1.1 Surrogate modelling
Water modellers have resorted to surrogate models (SMs) to replace
computationally costly models. Following the classification given by
Razavi et al. (2012b), SMs, also known as metamodels or reduced-order
models, can be categorized as Lower-fidelity Physically-based surrogates
(LFPB) or response surface (RS) surrogates. On one hand, LFPB metamodels
modify the original model to reduce its computational effort. These
models simplify the original model by lowering the resolution (e.g.,
larger time-steps) of the output or replacing computationally costly
components with faster alternatives or complements (e.g., kriging,
linear regression, neural networks (Fernandez et al., 2017)). On the
other hand, RS surrogates avoid using the original model and replace it
altogether with a faster-to-run alternative. In this branch of SMs, the
original model is perceived as an input-output function and the
metamodel is used to mimic the output surface as best as possible. Some
of the algorithms for approximating response surfaces are polynomial
interpolation, kriging, and more recently, machine learning (ML)

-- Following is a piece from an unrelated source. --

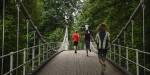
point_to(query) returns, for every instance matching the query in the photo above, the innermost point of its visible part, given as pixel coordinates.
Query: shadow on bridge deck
(69, 63)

algorithms. The following paragraphs summarize the advantages and
disadvantages of LFPB and RS metamodels according to Razavi et al.
(2012b).
Lower-fidelity Physically-based surrogates (LFPB), also known as
multifidelity based surrogates or “coarse” models, include techniques
such as network simplification (Dempsey et al., 1997; Paluszczyszyn et
al., 2013; Ulanicki et al., 1996), and skeletonization (Shamir et al.,
2008). Compared against RS metamodels, LFPB surrogates are expected to
better emulate the unexplored regions of the explanatory variable
(input) space (i.e., regions far from the previously evaluated points
with the high-fidelity model) and, as such, perform more reliably in
extrapolation. As for their drawbacks, LFPB models rely on the
assumption that high-fidelity and low-fidelity models share the basic
features and are correlated in some way. If this assumption is not
satisfied, the surrogate modelling framework would not work, or provide
minimal gains. Moreover, mapping the outputs from low resolution to the
original resolution is not a trivial task, and may add complexity or
uncertainty to the estimations.
Response surface (RS) surrogates, also known as statistical and
black-box models, include techniques such as polynomials (Schultz et
al., 2004), kriging (Baú & Mayer, 2006), and neural networks (Behzadian
et al., 2009). Some of their advantages include the possibility of
maintaining the fidelity of the original model, being model-independent
(i.e., not requiring access to the components, such as code or equations
of the original model), and easier implementation with respect to LFPB
surrogates. Nonetheless, they can be hard to train for high-dimensional
problems, which may require extreme computational costs to create large
enough databases to train the metamodels. Moreover, RS metamodels
require scrupulous validation to minimize the chance of over-fitting and
maximize their ability to extrapolate.